Sim, e não só com eles. A gente foi tentar entender, sentamos com o Procon e vários outros atores. Existem 294 reclamações no Procon. Fomos tentar entender, dentro do limite do que a gente pode, qual a causa raiz, a linha de pensamento. Conversamos até com aqueles provedores que foram descredenciados, ou parcialmente descredenciados. Não quer dizer que tudo pode ser revertido, mas coletamos os dados, desenhamos estratégias e começamos a desenhar possíveis soluções para resolver isso. Mas sim, isso atrapalha muito, esse ruído todo, essa insatisfação, qualquer que seja a razão dela, por parte do beneficiário. Nos incomoda muito essa questão do nível de satisfação.
O descredenciamento não foi uma condição para vocês fecharem um acordo a Amil?
Não, de maneira nenhuma, e nem faria sentido. Por que eu ia pedir o descredenciamento de alguém? Tem essa teoria da conspiração de que esse descredenciamento força as pessoas a saírem do plano. Mas, se eu preciso das pessoas, por que eu forço elas a saírem? Isso não faz sentido do aspecto lógico. E aí voltamos àquela ideia de que está todo mundo conspirando para ver se acaba com o plano individual. Gostaria que alguém colocasse o benefício da dúvida, de dizer ‘esses caras têm um conceito que pode dar certo’. Eu tenho certeza que dá certo.
É possível que haja uma retomada de pelo menos parte da rede que foi descredenciada?
É possível.
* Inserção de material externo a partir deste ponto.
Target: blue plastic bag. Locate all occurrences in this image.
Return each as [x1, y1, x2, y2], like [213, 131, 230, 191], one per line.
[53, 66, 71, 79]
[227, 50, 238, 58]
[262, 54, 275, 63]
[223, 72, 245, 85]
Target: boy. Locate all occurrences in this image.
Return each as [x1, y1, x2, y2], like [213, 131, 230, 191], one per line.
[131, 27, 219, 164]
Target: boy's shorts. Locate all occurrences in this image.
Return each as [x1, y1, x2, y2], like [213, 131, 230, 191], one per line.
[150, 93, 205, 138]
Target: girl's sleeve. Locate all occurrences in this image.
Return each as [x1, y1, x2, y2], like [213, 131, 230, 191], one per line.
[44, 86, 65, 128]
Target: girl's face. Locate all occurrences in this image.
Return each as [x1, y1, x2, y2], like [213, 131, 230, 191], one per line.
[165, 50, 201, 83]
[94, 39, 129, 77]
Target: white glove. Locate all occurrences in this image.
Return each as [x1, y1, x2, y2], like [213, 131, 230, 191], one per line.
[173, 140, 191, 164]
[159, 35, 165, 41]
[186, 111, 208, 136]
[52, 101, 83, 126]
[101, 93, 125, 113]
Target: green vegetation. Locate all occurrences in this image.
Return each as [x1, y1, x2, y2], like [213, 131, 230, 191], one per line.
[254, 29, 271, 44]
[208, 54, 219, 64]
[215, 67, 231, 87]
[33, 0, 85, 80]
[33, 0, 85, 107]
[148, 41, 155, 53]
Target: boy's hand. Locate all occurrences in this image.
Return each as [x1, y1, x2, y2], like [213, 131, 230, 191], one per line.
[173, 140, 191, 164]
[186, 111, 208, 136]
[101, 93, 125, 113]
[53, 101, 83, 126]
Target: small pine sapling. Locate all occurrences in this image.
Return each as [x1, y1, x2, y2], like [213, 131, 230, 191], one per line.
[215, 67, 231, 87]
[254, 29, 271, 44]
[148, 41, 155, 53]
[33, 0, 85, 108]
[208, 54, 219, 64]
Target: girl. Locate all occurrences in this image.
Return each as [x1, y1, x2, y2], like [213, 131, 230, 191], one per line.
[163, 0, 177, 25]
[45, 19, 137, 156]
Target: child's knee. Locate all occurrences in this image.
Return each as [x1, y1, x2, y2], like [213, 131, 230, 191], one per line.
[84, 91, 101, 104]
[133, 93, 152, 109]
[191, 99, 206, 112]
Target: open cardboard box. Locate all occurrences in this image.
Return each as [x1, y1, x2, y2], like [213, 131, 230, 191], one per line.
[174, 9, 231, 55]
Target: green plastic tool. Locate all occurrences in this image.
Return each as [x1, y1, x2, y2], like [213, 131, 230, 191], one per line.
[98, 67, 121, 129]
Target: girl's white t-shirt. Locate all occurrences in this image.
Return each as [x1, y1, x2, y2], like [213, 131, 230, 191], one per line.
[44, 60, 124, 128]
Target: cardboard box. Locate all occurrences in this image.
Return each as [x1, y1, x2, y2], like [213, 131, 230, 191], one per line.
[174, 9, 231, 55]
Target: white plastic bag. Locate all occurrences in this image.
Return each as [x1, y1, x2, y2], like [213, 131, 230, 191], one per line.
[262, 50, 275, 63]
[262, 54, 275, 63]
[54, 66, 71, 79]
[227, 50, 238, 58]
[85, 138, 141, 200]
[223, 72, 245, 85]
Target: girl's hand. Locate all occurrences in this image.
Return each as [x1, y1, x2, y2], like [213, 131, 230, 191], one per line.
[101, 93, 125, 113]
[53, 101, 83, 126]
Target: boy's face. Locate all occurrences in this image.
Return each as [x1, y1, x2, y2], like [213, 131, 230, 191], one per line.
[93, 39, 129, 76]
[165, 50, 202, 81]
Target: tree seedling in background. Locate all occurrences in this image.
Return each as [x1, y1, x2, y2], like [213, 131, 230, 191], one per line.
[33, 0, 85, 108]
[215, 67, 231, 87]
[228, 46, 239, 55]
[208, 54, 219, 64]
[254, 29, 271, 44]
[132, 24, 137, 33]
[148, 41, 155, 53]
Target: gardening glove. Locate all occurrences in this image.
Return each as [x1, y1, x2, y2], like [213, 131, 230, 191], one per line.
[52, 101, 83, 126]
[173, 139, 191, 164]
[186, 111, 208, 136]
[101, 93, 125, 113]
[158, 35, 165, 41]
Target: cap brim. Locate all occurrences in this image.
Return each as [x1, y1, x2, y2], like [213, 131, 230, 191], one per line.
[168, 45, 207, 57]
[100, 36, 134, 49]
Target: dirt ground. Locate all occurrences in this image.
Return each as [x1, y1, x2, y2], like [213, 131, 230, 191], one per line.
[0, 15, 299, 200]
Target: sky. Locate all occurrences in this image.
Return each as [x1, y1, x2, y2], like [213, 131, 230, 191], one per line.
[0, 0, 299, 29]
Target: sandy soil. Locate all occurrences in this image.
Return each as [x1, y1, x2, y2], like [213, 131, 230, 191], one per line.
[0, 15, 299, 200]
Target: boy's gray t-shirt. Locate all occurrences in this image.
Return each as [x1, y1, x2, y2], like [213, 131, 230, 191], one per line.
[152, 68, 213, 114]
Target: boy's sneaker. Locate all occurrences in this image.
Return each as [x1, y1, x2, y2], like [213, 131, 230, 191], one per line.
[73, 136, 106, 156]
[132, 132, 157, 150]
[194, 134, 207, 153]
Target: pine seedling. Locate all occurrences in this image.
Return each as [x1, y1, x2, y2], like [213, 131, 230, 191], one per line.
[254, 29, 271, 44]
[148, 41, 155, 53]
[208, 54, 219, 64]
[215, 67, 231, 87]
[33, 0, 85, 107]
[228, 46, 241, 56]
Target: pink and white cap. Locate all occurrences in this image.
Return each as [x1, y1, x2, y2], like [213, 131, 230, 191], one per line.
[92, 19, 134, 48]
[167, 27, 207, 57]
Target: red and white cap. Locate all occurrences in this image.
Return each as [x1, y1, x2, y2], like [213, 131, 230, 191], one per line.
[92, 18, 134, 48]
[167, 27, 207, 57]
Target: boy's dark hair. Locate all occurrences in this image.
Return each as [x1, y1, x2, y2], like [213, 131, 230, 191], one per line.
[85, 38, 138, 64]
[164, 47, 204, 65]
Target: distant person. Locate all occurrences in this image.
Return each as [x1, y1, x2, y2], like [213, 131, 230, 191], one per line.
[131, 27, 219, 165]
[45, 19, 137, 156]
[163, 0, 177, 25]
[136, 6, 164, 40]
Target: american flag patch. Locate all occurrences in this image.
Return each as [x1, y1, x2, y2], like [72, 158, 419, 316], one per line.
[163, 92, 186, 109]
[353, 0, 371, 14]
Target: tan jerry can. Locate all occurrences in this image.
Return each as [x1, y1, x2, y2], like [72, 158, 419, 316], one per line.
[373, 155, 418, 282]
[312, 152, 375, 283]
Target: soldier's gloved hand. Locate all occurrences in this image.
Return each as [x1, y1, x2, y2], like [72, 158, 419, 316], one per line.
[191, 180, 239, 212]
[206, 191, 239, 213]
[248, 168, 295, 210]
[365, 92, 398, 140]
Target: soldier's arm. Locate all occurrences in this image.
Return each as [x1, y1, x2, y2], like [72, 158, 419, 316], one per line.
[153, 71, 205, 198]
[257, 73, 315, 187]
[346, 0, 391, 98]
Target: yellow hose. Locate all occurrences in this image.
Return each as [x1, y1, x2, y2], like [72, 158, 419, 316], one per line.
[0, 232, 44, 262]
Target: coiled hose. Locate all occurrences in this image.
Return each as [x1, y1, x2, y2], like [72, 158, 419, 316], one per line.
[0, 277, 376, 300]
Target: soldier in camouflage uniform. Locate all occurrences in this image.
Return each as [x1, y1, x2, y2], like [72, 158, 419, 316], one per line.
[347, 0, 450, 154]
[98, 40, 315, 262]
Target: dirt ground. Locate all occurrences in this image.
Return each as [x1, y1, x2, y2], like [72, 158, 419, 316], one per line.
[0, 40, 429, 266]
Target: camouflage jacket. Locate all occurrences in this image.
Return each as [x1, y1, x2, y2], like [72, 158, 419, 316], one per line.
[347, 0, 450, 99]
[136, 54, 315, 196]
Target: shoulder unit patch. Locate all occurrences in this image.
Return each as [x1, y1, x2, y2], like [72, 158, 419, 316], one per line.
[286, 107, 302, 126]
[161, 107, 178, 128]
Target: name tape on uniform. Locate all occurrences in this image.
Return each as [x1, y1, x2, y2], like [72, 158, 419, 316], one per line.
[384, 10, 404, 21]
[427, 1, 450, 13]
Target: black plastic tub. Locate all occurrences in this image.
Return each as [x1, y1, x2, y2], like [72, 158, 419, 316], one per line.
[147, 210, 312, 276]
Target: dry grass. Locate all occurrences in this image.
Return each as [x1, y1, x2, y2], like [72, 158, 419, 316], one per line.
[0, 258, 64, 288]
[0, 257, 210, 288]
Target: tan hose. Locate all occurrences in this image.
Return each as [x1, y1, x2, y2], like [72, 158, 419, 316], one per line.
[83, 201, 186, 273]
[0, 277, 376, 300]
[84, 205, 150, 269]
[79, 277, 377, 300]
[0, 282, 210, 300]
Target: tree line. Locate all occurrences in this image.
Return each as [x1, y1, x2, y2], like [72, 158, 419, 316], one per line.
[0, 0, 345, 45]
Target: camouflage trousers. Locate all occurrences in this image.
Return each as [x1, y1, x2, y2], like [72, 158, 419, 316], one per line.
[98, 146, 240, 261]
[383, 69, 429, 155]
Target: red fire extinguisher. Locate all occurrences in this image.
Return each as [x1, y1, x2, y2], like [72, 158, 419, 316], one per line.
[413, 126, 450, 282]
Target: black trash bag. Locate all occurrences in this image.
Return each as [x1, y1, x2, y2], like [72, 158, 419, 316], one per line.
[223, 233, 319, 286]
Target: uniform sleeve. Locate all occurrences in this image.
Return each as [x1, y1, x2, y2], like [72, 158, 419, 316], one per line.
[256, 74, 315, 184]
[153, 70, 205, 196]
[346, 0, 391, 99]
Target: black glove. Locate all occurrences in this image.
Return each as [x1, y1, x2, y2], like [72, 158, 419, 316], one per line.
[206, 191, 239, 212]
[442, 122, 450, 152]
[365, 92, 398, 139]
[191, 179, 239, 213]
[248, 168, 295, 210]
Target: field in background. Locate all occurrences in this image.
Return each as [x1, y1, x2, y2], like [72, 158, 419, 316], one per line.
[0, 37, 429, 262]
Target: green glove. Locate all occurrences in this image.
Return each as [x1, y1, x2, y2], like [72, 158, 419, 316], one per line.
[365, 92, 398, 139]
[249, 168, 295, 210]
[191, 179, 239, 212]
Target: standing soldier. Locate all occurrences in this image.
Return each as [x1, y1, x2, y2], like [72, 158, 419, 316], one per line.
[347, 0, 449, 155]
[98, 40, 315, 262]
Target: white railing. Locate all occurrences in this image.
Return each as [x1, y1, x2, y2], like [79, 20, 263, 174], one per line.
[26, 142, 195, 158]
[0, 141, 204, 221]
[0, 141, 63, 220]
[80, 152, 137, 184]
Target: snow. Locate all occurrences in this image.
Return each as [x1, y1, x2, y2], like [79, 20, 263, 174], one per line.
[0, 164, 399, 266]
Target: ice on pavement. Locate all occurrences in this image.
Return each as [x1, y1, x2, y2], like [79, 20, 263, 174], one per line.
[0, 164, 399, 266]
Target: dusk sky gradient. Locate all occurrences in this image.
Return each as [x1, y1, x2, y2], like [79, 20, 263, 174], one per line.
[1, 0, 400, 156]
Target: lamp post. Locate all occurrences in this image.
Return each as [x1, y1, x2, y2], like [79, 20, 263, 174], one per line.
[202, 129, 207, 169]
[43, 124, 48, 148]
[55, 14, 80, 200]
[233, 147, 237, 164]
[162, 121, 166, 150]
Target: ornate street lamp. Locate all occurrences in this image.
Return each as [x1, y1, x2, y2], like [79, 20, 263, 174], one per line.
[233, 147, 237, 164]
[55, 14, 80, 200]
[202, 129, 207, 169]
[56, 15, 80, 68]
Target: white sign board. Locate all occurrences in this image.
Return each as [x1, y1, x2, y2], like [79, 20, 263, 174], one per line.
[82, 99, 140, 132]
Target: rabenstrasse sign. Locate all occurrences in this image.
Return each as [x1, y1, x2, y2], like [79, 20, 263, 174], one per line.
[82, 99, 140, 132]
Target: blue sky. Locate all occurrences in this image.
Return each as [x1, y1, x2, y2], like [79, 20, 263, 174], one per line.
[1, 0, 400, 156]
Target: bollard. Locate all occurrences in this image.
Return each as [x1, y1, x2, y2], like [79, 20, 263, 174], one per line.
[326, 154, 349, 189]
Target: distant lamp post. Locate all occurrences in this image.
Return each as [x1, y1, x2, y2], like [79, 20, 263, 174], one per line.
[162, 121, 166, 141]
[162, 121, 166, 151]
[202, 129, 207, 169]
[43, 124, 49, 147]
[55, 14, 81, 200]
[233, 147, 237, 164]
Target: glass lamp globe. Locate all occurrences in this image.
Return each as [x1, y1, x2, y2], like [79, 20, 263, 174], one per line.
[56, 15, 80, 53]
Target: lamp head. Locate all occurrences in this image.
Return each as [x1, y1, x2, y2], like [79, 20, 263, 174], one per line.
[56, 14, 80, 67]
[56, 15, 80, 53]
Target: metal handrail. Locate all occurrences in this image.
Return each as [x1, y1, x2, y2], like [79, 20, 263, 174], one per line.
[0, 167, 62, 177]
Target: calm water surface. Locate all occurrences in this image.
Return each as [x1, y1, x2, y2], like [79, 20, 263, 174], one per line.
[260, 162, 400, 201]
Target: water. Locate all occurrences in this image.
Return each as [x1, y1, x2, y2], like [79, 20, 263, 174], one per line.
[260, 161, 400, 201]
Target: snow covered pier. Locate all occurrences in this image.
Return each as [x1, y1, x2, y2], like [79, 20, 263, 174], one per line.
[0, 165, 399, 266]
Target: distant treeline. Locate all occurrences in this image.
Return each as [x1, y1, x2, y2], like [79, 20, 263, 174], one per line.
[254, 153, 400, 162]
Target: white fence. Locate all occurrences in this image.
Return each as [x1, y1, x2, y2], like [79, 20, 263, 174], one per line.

Onde tenha essa possibilidade e essa necessidade, e que atenda o interesse de todos, sim. Estamos tentando entender se existe espaço para negociação, aparentemente existe. Não é reverter por reverter, mas se vermos que é melhor ajustar porque isso faz bem para todos. E pode ser que não faça sentido no conceito da grande empresa com plano empresarial e onde os planos individuais entram junto, mas pode fazer sentido quando é só para o plano individual.